Pour autant, même avec de telles stratégies, trouver un équilibre entre la croissance routière et les objectifs environnementaux restera un exercice périlleux. Si les autorités des transports espèrent parvenir à concilier la construction de routes avec les objectifs « net-zéro », plusieurs facteurs doivent coïncider :
1. Donner la priorité aux systèmes multimodulaires
Investir dans les transports en commun, lorsque c’est possible, peut contribuer à réduire la dépendance généralisée à l’automobile. Des recherches ont montré que les bus et les trains émettent jusqu’à deux tiers de gaz à effet de serre en moins par passager-kilomètre que les véhicules particuliers9.
2. Intégrer la durabilité dans la conception des routes
Utiliser des matériaux et des méthodes de construction durables et planifier les itinéraires en cherchant à réduire les émissions et à minimiser l’impact sur les habitats.
3. Miser sur la finance durable
Les obligations durables et les financements liés au climat peuvent aider à faire pencher la balance économique vers des transports peu émetteurs de carbone.
Transformer l’ambition en action
La croissance des infrastructures et les progrès vers le « net-zéro » ne sont pas incompatibles. Cela étant, pour atteindre l’équilibre, des mesures volontaires et coordonnées sont nécessaires. Les autorités de transport doivent trouver un véritable compromis entre la volonté d’étendre les réseaux routiers au profit des liens économiques et sociaux et l’impératif d’atteindre le « net-zéro ». Avec des milliers de milliards de dollars de projets en cours à l’échelle mondiale, les enjeux sont inédits, à la fois par leur ampleur et par leurs répercussions sur l’environnement. Pour parvenir à gérer cet environnement complexe et à s’aligner sur les objectifs « net-zéro », il est essentiel d’intégrer la durabilité à chaque étape de la planification routière, de privilégier les modes de transport à faible intensité de dioxyde de carbone et d’adopter des méthodes de construction innovantes qui réduisent les émissions.
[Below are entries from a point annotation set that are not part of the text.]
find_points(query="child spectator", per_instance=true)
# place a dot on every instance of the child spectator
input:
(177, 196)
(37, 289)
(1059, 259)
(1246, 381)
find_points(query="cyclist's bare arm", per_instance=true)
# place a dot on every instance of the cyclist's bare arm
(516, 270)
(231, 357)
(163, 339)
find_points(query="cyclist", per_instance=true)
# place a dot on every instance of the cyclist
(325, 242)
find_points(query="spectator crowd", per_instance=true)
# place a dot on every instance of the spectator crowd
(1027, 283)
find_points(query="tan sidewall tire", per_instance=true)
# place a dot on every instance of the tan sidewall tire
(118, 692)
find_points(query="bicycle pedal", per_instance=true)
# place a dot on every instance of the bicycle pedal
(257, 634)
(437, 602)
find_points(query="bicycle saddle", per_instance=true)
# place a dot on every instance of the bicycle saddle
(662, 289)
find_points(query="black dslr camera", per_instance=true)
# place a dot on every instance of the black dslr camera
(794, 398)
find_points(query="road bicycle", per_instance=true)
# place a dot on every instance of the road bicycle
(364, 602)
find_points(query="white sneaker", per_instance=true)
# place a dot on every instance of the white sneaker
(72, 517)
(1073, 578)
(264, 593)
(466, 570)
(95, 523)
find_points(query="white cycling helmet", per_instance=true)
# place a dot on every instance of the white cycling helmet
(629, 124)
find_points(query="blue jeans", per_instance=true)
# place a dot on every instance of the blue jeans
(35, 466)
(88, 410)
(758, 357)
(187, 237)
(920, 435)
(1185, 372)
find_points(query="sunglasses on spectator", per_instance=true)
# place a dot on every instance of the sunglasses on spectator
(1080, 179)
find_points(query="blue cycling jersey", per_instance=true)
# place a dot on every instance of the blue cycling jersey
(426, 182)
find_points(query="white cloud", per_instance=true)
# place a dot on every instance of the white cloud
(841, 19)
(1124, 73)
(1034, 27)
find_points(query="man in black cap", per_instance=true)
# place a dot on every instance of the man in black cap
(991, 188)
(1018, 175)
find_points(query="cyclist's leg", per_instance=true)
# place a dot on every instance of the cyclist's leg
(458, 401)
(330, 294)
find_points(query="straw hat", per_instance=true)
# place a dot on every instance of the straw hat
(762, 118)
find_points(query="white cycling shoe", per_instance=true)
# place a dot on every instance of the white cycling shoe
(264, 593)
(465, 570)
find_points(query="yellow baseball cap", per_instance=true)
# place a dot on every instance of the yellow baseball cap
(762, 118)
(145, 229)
À elle seule, la conception des routes ne permettra pas de favoriser la transformation nécessaire. Ce n’est qu’en associant ces mesures que les infrastructures pourront devenir une plateforme soutenant une croissance pleinement compatible avec un avenir décarboné. Il conviendra en outre d’accélérer le passage aux véhicules électriques, de développer les transports en commun et de gérer la demande pour l’utilisation des véhicules particuliers.
Pour y parvenir, la mobilisation mondiale nécessaire devra atteindre un niveau et un rythme encore jamais vus. Les États, les décideurs politiques, les chefs d’entreprise et les investisseurs doivent s’engager collectivement à réduire les émissions annuelles de gaz à effet de serre dans les secteurs qui polluent le plus. Les engagements ne suffisent cependant pas. Ils doivent s’accompagner d’actions rapides et décisives, ainsi que de changements systémiques qui permettront de combler le fossé entre ambition et réalité. Chez Lombard Odier, nous parlons d’investissement dans les changements systémiques mondiaux, un cadre qui transforme les bases de notre économie afin d’aligner la croissance et la durabilité et de garantir la prospérité à long terme.